Good article in The Atlantic about America’s Monopoly Problem and how it stifles innovation and entrepreneurship.

This decline in dynamism has coincided with the rise of extraordinarily large and profitable firms that look discomfortingly like the monopolies and oligopolies of the 19th century. American strip malls and yellow pages used to brim with new small businesses. But today, in a lot where several mom-and-pop shops might once have opened, Walmart spawns another superstore. In almost every sector of the economy—including manufacturing, construction, retail, and the entire service sector—the big companies are getting bigger. The share of all businesses that are new firms, meanwhile, has fallen by 50 percent since 1978. According to the Roosevelt Institute, a liberal think tank dedicated to advancing the ideals of Franklin and Eleanor Roosevelt, “markets are now more concentrated and less competitive than at any point since the Gilded Age.”

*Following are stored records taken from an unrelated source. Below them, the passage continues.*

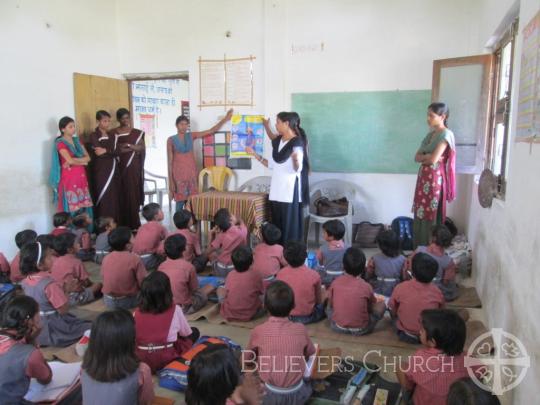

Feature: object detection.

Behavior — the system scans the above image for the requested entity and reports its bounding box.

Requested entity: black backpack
[392,217,414,250]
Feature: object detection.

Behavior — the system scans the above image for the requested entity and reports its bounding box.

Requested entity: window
[485,20,518,199]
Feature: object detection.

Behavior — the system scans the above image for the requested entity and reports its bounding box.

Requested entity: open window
[432,54,493,174]
[485,20,517,198]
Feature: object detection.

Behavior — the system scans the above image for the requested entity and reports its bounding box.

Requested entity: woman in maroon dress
[90,110,120,222]
[111,108,146,229]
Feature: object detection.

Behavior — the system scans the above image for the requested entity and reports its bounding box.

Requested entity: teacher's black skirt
[270,179,304,244]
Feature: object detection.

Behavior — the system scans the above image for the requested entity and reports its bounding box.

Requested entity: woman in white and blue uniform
[246,112,309,243]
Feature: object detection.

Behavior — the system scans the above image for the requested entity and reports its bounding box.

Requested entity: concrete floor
[91,209,511,405]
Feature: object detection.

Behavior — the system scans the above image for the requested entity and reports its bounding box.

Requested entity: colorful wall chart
[516,12,540,142]
[231,115,264,157]
[202,131,231,167]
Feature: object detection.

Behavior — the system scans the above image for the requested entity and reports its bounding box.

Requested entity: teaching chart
[230,115,264,157]
[199,60,225,107]
[516,12,540,141]
[199,56,255,108]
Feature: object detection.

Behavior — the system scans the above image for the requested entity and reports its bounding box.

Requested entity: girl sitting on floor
[134,271,199,373]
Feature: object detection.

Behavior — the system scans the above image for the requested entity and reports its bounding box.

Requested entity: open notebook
[24,361,81,402]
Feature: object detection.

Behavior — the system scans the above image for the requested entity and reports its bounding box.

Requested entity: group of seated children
[0,204,496,404]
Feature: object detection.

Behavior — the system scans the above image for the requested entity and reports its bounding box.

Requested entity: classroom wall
[117,0,479,229]
[0,0,119,259]
[468,0,540,404]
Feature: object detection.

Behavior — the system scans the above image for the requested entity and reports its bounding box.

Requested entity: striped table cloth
[187,191,270,233]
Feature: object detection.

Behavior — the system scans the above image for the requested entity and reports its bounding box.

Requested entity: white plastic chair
[238,176,272,194]
[144,170,172,212]
[306,179,356,246]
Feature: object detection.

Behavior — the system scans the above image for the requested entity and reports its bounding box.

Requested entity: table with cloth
[186,191,270,245]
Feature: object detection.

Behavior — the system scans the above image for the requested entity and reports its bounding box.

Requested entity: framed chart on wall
[202,131,251,170]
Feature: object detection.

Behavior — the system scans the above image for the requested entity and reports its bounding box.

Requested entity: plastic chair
[238,176,272,194]
[144,170,173,212]
[306,179,356,246]
[199,166,233,192]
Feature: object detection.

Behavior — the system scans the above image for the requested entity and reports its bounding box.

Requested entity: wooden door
[73,73,129,140]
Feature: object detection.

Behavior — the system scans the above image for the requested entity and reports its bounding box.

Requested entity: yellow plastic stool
[199,166,233,193]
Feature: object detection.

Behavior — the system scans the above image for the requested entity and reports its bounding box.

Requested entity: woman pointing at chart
[167,109,233,211]
[246,112,309,243]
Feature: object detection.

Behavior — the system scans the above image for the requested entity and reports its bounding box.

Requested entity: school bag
[158,336,242,392]
[354,221,385,248]
[392,217,414,250]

More and more money is funneled out of our communities by large chain stores and franchises that push out smaller mom and pop stores and boutiques.  Like the end of manufacturing, this effectively eliminated a huge chunk of good middle class incomes for family store owners over the decades and replaced them with a bunch of lower income jobs while sending the profits all to one family in Arkansas (in the case of WalMart).

One idea I’d like to see pushed in the marketplace of ideas is that of limiting chain stores and franchises. Few think about it, but other countries do it. In India an individual cannot own more than 2 businesses.  If a country wants to incentivize small business ownership then you limit the proliferation of large chain stores and franchises.

Certainly some businesses are better big, but there’s no reason for the concentration of drug stores, food stores, hardware stores, etc.

One way to bring back the middle class is to say no to big business.